5.7 KiB
Shared-dictionary compression for SSTables
Overview
Scylla now supports dictionary-based compression for SSTables, which improves compression ratios by sharing compression dictionaries across compression chunks.
Background
Traditional SSTable compression in Scylla works on a chunk-by-chunk basis. Each chunk is compressed independently, which means patterns that occur across chunks cannot be effectively leveraged for better compression.
Dictionary-based compression addresses this limitation by training a dictionary on representative data samples and using it across all compression chunks, providing the compression algorithm with additional context for referencing.
How it works
-
Dictionary training: Scylla samples data chunks from across the cluster to build an optimized compression dictionary for a specific table.
-
Dictionary distribution: Dictionaries are stored in the
system.dictstable (managed by group0). Each table has its own (possibly absent) row there. -
Shared Compression: When opening an SSTable for writing, if the table has compression dictionaries enabled, the current recommended dictionary for a table (i.e. the one in
system.dicts) is used to compress the data, and is written into the header ofCompressionInfo.db. -
Decompression: When opening an SSTable for reading, the dictionary blob is loaded from
CompressionInfo.dband used to decompress the data.
Implementation details
New persistent data structures
There are two new persistent data structures involved:
- An extension to the SSTable format.
CompressionInfo.dbgains two new compressor IDs (lz4 with dicts, zstd with dicts) and new "compressor options" which store the dictionary blob used by this SSTable. - An extension to
system.dicts, which (in addition to the RPC compression dict) now also stores the current recommended SSTable compression dict for each table.
SSTable format extension
The structure of the format isn't affected. Instead, we add two new compressor
identifiers (LZ4WithDictsCompressor and ZstdWithDictsCompressor), which
use the "compressor options" map in CompressionInfo.db to store the dict.
Since the structure isn't affected, we don't increment the SSTable version for this.
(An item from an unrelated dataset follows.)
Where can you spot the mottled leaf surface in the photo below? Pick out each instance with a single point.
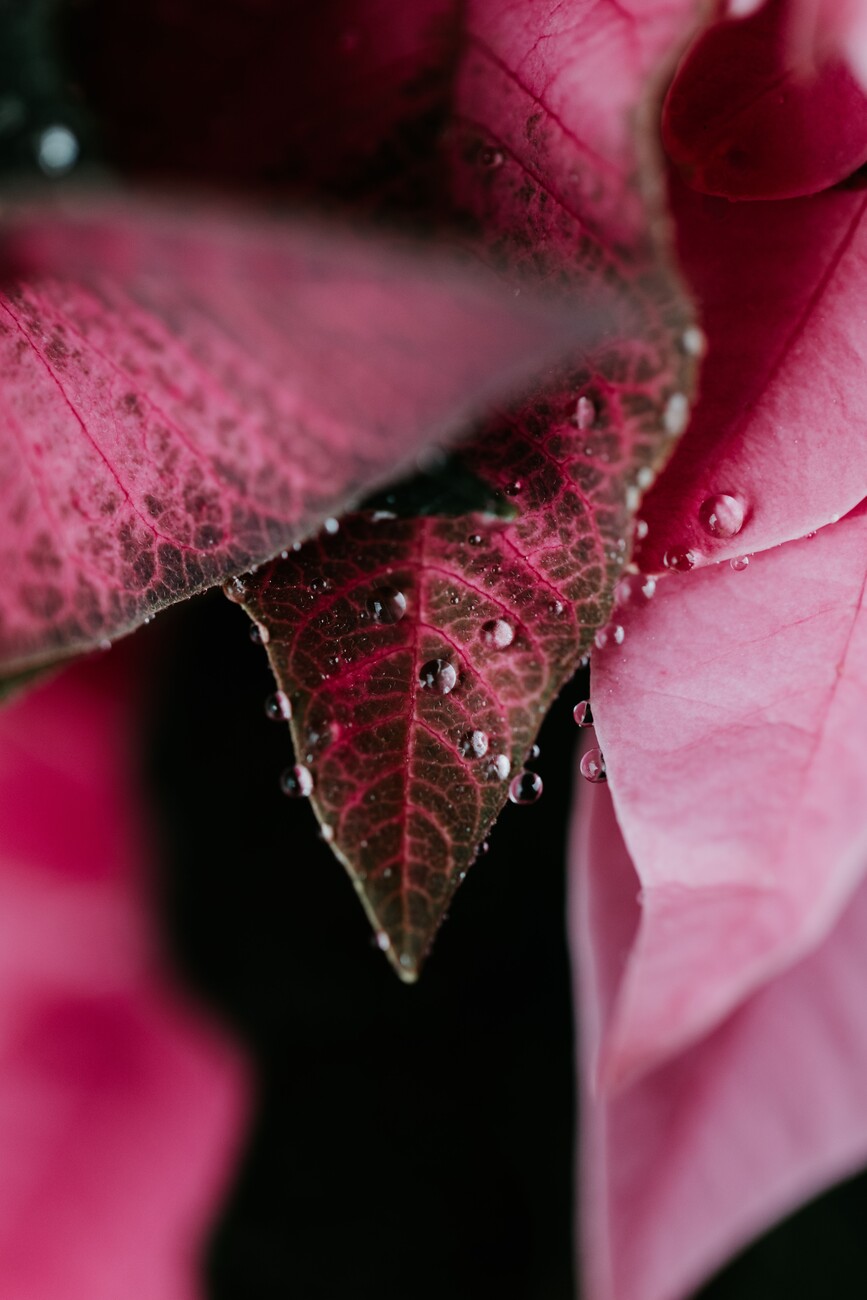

Naturally, the dict-compressed SSTables won't be readable by older versions of Scylla (or by Cassandra), but they should complain about an unknown compressor rather than consider the SSTable malformed.
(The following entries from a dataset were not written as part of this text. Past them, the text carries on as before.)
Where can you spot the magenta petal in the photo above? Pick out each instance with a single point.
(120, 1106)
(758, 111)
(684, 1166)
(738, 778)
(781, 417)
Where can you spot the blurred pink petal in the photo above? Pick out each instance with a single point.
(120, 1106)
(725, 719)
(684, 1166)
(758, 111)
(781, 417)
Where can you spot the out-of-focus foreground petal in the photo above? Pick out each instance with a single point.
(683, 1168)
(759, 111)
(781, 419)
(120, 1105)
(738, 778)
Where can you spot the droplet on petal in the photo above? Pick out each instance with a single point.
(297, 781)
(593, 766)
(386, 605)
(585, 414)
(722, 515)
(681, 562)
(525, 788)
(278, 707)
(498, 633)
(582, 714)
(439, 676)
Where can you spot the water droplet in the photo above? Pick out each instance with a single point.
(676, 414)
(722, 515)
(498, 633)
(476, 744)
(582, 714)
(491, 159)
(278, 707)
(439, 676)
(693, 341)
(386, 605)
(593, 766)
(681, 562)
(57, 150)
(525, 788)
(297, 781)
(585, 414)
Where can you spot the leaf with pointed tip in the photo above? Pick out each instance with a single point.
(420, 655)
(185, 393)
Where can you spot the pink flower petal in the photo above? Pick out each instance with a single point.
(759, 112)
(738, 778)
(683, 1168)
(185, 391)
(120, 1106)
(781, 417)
If a downgrade is necessary, it can be done by disabling dictionaries
(through schema, or by setting sstable_compression_dictionaries_enable_writing
to false on all nodes) and rewriting the SSTables
(with nodetool upgradesstables -a or similar).
The extension is hidden behind the SSTABLE_COMPRESSION_DICTS cluster feature.
New entries in CompressionInfo.db
We store the dictionary blob in the "options" map in the header of
CompressionInfo.db, under the keys .dictionary.00000000,
.dictionary.00000001, ...
(It's split into several parts, because the "options" have 16-bit lengths, and dictionaries are usually bigger than that).
system.dicts extension
If a system.dicts partition with key sstables/{table_uuid} exists,
it provides the current recommended dict for this table, which is used
to compress new SSTables.
If a table doesn't have a matching row in system.dicts, then there's no
current dictionary for this table, and new SSTables should fall back to
dictionaryless compression.
Compressor factory
With "traditional" compression, a compressor was just a function in the code, not involving any data. This meant that the creation of compressors was cheap and easy.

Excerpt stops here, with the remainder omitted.